Probleme in der Jugend- und Kindermedizin

Experteninterview mit Univ.-Prof. Dr. Klaus Schmitt über Mankos in der Kinder- und Jugendheilkunde in Österreich und die wichtigsten Anliegen der Kinderärzte.

Seit 1. Jänner 2009 werden Österreichs Kinderärzte in der „Österreichischen Gesellschaft für Kinder- und Jugendheilkunde“ durch einen neuen Präsidenten vertreten: Den Linzer Primar Univ.-Prof. Dr. Klaus Schmitt, ärztlicher Leiter der Landes-Frauen- und Kinderklinik.

Herr Prof. Schmitt, eines Ihrer wichtigsten Anliegen als Präsident der Kinderärzte ist die Einrichtung fehlender Rehabilitationseinrichtungen für Kinder in Österreich. Könnten Sie das konkretisieren?

Prof. Dr. Klaus Schmitt: Da Kinder ja noch nicht im Arbeitsprozess sind, hat es bisher keine wirklichen Interessen gegeben, für sie Rehabeinrichtungen zu errichten. Sie sind wenn dann im Erwachsenenbereich integriert, nur im neurologischen Bereich gibt’s ganz wenige kinderspezifische Einrichtungen. Der Bedarf ist jedoch groß, denken wir nur an Kinder nach Unfällen, nach schweren neurologischen Erkrankungen, nach Herzoperationen, mit zystischer Fibrose (=vererbbare Stoffwechselerkrankung)… Die ständige Kommission der Kinder- und Jugendheilkunde hat für diesen Bereich schon viel Vorarbeit geleistet, jetzt ist es an der Zeit, dass die Bundesregierung die Umsetzung ermöglicht!

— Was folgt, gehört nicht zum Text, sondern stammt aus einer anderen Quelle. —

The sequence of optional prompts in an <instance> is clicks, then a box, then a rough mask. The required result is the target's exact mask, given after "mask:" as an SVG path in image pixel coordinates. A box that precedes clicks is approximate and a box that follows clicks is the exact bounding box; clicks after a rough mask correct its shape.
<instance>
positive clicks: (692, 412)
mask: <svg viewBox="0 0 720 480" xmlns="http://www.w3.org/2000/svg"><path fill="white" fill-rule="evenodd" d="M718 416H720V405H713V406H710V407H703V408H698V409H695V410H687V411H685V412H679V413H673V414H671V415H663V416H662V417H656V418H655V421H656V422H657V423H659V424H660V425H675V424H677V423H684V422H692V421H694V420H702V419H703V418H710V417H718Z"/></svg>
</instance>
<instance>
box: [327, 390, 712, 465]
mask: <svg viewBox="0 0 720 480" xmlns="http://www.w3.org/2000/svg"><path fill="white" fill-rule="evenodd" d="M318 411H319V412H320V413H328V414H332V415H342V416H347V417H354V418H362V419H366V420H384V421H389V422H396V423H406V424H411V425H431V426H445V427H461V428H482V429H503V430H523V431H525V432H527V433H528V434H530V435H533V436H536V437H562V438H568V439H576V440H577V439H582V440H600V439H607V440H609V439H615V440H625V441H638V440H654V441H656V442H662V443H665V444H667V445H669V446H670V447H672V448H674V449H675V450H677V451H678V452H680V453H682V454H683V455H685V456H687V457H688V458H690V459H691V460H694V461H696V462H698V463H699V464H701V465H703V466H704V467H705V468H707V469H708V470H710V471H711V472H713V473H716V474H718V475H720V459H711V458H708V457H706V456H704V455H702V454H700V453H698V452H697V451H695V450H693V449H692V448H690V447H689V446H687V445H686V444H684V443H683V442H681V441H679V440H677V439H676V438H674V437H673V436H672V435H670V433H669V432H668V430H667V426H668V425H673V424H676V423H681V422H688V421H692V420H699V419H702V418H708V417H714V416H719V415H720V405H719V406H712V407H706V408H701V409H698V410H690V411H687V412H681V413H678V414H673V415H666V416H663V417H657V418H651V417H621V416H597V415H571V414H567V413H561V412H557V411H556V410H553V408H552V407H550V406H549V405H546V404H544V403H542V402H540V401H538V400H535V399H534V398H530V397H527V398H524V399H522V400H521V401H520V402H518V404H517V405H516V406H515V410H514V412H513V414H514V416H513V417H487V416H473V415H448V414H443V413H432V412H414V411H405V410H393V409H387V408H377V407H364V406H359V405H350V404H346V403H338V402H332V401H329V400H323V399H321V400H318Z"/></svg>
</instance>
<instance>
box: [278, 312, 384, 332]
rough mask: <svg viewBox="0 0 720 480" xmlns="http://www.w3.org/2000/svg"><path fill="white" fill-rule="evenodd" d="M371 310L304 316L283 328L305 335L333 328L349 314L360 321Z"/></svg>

Sie fordern auch geänderte Lizenzierungsvorgänge bei Arzneimittelzulassungen für Kinder und Jugendliche. Warum ist das wichtig in der Kindermedizin?

Prof. Dr. Klaus Schmitt: Sehr viele Medikamente, die wir bei Kinder und vor allem bei Neugeborenen verwenden, sind nicht offiziell zugelassen. Der Grund ist einerseits, dass je kleiner die Kinder sind, desto schwieriger ist es, ethisch gesehen Studien zu machen. Auf der anderen Seite fehlt auch seitens der Pharmaindustrie oft der nötige Elan, weil es ein sehr kleiner Markt ist, mit kleinen Dosen. Für uns Ärzte freilich hat das zur Folge, dass wir in einem Graubereich arbeiten, wenn wir Medikamente einsetzen, die nicht offiziell zugelassen sind.

Ein weiterer Ihrer Schwerpunkte in der Kindermedizin ist die gesetzliche Verankerung der Schuleinstiegs- und der jugendmedizinischen Untersuchung…

Prof. Dr. Klaus Schmitt: Die Schuleinstiegsuntersuchung ist zwar im Mutter-Kind-Pass vorgesehen, wird von vielen Familien aber nicht wahrgenommen. Sie ist vor allem wichtig, um Defizite im mentalen, intellektuellen Bereich zu erfassen und rechtzeitig eine Förderung oder Therapie zu starten. Der Zugang im Jugend-Alter ist besonders schwierig. Man könnte z.B. Anreize in Form einer Prämie schaffen.

Welche Präventionsmaßnahmen gegen Adipositas erachten Sie in der Kindermedizin für notwendig?

Prof. Dr. Klaus Schmitt: Viele Kinder- und Jugendärzte greifen das Thema in ihren Ordinationen bereits auf. Das sind jedoch Einzelaktionen, die zusammengeführt gehören. Letztlich müsste es eine bundesweite Aktion gegen Adipositas geben, die Kindergärten, Schulen, usw. mit ein bezieht. Nur so werden wir das zunehmende – auch volkswirtschaftliche – Problem in den Griff bekommen können.

Was ist Ihnen darüber hinaus ein Anliegen?

Prof. Dr. Klaus Schmitt: Den Stellenwert der Pädiatrie bei den verantwortlichen Institutionen und Politikern zu stärken! Als Kinderarzt ist man manchmal zu leise und vielleicht auch zu brav. Wir müssen uns österreichweit aufstellen, um mehr Beachtung zu finden. In diesem Sinne möchte ich die Kollegen sensibilisieren und mobilisieren!